The NRPSs encoded in this novel set of GPA BGCs exhibited a typical 7-modular organization (Figure S13, Table S3). The A-domains of Modules (M) 2 and 4–7 in these NRPSs were predicted to be specific for tyrosine, Hpg, Hpg, Bht, and Dpg, respectively (Figure S13, Table S3). However, the A-domain of M1 had an unknown non-ribosomal code (DAFYQGLVWK), which is most likely specific to an aliphatic amino acid (Figure S13, Table S3). Interestingly, the A-domain of M3 in NRPSs from NPDC053474, YIM 121038, XD-27, AN091965, and CGMCC 4.7643 shared the same non-ribosomal code (DVLLVGTIAK), identical to the non-ribosomal code of the pekiskomycin biosynthesis NRPS M3, which incorporates a glutamic acid residue [64]. By contrast, the A-domain of M3 in the NRPS from NPDC014880 had a distinct and unknown non-ribosomal code (DVQLMGSIAK). None of the identified BGCs encoded an OxyE orthologue (Figure 2, Table S3), although genes for OxyA, OxyB, and OxyC orthologues were present in each BGC (Figure S5).

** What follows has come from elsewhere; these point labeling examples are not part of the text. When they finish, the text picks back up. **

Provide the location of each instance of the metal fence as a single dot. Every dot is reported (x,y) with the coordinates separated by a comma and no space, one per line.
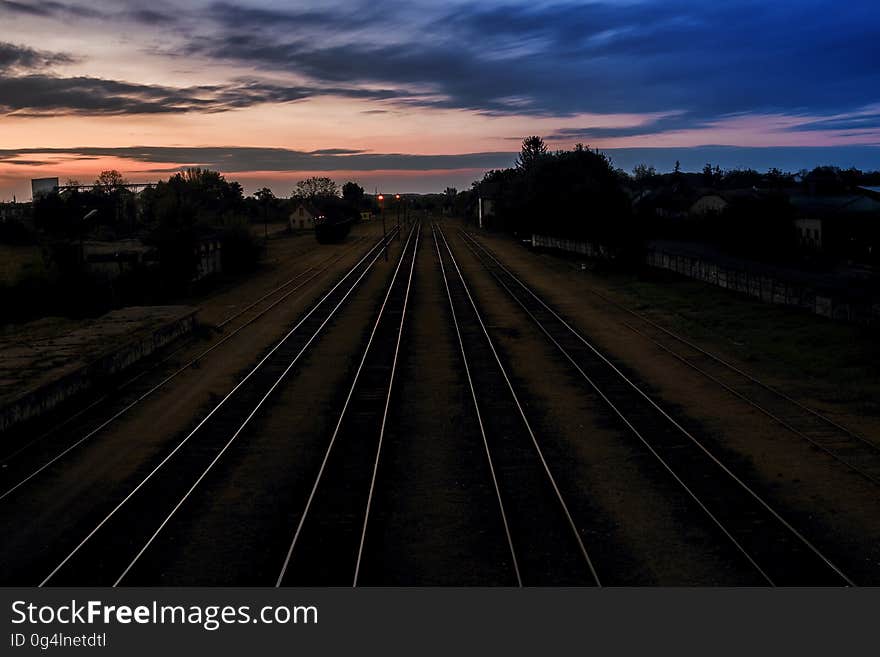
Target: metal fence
(839,306)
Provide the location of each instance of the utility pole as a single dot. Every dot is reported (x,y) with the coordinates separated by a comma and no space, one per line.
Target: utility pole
(381,200)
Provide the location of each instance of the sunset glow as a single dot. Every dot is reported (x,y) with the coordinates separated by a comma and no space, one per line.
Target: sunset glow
(376,87)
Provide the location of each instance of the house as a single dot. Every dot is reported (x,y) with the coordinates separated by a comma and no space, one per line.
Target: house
(847,225)
(709,204)
(301,218)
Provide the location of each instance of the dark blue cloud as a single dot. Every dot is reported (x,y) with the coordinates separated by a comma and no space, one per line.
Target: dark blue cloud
(705,58)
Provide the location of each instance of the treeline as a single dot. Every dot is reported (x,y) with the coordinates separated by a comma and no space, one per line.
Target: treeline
(576,194)
(579,194)
(174,221)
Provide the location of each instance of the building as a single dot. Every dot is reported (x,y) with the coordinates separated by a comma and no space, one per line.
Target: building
(844,225)
(809,233)
(43,186)
(709,204)
(301,218)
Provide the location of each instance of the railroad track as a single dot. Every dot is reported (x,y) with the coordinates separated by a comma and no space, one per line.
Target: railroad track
(257,310)
(329,540)
(766,541)
(545,543)
(116,535)
(859,454)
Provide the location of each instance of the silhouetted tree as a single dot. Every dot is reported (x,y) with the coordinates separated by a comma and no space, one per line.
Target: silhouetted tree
(315,187)
(353,194)
(533,150)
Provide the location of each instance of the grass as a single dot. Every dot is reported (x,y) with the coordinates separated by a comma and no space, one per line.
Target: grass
(16,260)
(828,360)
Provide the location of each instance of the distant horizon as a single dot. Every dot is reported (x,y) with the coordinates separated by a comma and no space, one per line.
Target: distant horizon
(418,96)
(432,181)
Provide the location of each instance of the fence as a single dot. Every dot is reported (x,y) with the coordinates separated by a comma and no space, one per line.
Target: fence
(839,306)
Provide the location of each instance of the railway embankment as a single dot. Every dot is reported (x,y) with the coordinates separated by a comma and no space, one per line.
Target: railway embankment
(49,361)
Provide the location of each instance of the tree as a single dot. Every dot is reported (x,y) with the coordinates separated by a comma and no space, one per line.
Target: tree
(265,196)
(109,181)
(643,173)
(533,150)
(353,193)
(315,187)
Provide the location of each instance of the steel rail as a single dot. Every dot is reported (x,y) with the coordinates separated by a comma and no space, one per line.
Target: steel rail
(321,266)
(412,265)
(684,432)
(336,430)
(103,425)
(526,422)
(170,455)
(479,414)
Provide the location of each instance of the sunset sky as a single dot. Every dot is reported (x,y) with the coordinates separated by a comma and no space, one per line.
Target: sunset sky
(414,96)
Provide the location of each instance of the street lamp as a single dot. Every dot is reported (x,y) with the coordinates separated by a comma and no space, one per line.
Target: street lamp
(381,200)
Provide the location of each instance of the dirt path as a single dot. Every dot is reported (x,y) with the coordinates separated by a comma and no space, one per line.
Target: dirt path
(834,507)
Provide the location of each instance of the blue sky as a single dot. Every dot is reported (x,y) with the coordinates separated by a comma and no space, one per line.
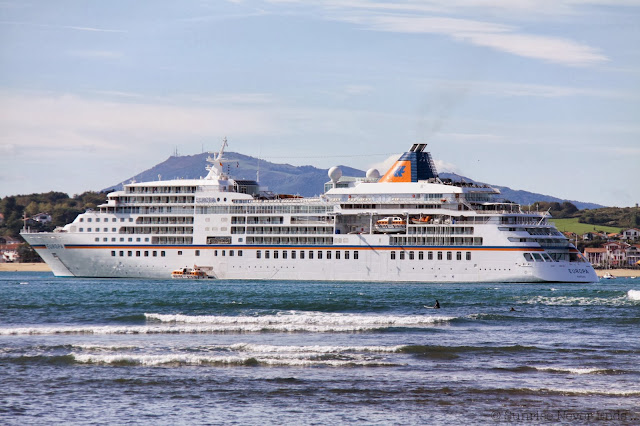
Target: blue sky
(540,95)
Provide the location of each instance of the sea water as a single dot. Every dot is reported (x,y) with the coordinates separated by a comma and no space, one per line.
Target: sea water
(88,351)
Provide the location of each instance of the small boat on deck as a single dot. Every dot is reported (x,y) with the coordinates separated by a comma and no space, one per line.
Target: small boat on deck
(391,224)
(422,220)
(186,273)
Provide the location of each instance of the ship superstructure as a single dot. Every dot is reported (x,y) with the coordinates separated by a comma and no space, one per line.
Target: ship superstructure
(407,225)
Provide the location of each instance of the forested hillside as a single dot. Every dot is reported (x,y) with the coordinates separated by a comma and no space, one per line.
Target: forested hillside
(62,208)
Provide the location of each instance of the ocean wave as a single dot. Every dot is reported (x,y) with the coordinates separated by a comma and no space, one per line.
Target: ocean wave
(583,370)
(232,360)
(291,322)
(573,301)
(297,317)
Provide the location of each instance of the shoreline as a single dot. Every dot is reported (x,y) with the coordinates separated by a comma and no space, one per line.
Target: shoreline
(43,267)
(621,273)
(24,267)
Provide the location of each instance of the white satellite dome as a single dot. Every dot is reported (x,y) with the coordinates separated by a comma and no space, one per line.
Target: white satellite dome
(373,174)
(335,173)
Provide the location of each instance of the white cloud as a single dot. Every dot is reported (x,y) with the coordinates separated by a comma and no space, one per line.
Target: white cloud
(450,19)
(383,166)
(71,122)
(96,54)
(496,36)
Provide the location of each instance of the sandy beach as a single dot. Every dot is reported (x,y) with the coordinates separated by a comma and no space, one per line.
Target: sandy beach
(24,267)
(619,272)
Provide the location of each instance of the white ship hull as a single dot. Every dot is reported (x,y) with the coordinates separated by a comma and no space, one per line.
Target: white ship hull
(450,232)
(488,264)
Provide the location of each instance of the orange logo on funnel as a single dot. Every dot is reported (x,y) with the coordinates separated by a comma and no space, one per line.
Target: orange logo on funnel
(400,172)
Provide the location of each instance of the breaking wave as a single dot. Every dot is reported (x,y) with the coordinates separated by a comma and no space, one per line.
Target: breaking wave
(286,322)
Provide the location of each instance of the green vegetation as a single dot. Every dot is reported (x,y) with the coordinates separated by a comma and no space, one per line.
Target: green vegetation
(573,225)
(62,208)
(608,219)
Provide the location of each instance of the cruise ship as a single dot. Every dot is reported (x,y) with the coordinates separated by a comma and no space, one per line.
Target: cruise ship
(405,226)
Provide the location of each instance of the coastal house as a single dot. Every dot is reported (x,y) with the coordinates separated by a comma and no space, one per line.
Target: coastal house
(632,234)
(616,253)
(633,255)
(596,255)
(595,235)
(42,218)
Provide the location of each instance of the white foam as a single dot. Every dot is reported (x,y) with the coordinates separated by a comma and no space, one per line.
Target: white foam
(288,322)
(315,349)
(572,301)
(582,391)
(572,370)
(306,318)
(633,294)
(190,359)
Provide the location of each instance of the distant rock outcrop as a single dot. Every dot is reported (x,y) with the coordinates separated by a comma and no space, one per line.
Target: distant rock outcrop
(298,180)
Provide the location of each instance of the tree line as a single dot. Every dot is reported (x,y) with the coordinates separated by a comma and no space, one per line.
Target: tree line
(62,208)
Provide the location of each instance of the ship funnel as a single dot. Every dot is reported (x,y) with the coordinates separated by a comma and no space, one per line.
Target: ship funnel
(412,166)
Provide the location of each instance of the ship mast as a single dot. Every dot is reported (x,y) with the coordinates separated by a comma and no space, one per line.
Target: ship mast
(216,170)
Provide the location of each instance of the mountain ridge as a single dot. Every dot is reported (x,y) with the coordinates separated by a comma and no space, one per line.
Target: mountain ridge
(305,180)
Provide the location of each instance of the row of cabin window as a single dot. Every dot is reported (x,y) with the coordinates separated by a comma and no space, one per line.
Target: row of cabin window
(309,254)
(105,239)
(537,257)
(402,255)
(106,219)
(154,253)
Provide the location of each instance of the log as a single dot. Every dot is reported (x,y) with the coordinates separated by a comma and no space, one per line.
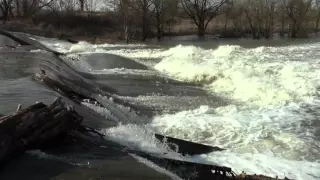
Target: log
(35,126)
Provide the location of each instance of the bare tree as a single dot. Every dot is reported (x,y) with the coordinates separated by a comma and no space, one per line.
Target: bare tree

The BGCs from NPDC053474, YIM 121038, XD-27, AN091965, and CGMCC 4.7643 each carried a single halogenase gene, while two such genes were identified in the NPDC014880 BGC (Table S3). Phylogenetic reconstruction revealed that the halogenases from NPDC053474, YIM 121038, XD-27, and AN091965 formed a single clade with the halogenases from the pek BGC (Figure S6). In contrast, the halogenase from the CGMCC 4.7643 BGC and one of the halogenases from the NPDC014880 BGC were related to the halogenase encoded in the avoparcin BGC from Amycolatopsis coloradensis DSM 44225 (Figure S6). Finally, the second halogenase encoded in the NPDC014880 BGC formed a distinct clade with StaK, an inactive halogenase from the Streptomyces toyocaensis NRRL 15009 A47934 BGC (Figure S6) [65].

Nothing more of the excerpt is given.